First on the list is individuality. According to North Carolina triathlon and swim coach Marty Gaal, everyone responds differently to training. Some are able to handle higher capacity training while others may respond better to higher intensity.
Next on the list is specificity. Gaal said to improve one's ability with any fitness goal, one must be very specific. To become a great pitcher, for example, running laps will help the person’s overall conditioning, but they will not develop the throwing skills or the power and muscular endurance required to execute a fastball 50 times in a game, Gaal added.
As for progression, it means that one must start from the bottom. For example, before you can swim the 500 freestyle, you must first build muscular endurance and learn to repeat the necessary motions, Gaal said.

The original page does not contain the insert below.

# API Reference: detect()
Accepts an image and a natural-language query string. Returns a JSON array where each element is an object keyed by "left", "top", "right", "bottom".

Overload is another principle of exercise. In order to increase strength and endurance, Gaal said you must add new resistance or time/intensity to your training session.
He added that this principle works with progression. To run a 10-kilometer run, for example, athletes need to build up distance over repeated sessions in a reasonable manner in order to improve muscle adaptation as well as acquire strength/resiliency.
But it is also important to keep in mind that any demanding exercise attempted too soon could lead to injuries, Gaal said.
Fifth on the list is adaptation. Over time, the body will become familiar to an exercise at a given level. This will result in less effort and less muscle breakdown.
Gaal said this is why a person who runs two miles for the first time will feel sore, but with adaptation, running the same distance will feel like a warm-up before the main workout.
He said in order for the body to adapt, one needs to change the stimulus through higher intensity or longer durations.
Then there’s recovery. “The body cannot repair itself without rest and time to recover,” Gaal said. “Both short periods like hours between multiple sessions in a day and longer periods like days or weeks to recover from a long season are necessary to ensure your body does not suffer from exhaustion or overuse injuries.”
As for reversibility, Gaal said when a person discontinues or stops performing a particular exercise such as running five miles or bench pressing 150 pounds 10 times, he or she will lose the ability to successfully complete that exercise again. The muscles will atrophy and the cellular adaptations will reverse.
According to Gaal, you can slow this rate of loss substantially by conducting a maintenance/reduced program of training during periods when life gets in the way.
Diaz said one must learn how to apply these principles to get a better understanding of one’s body and how to achieve success.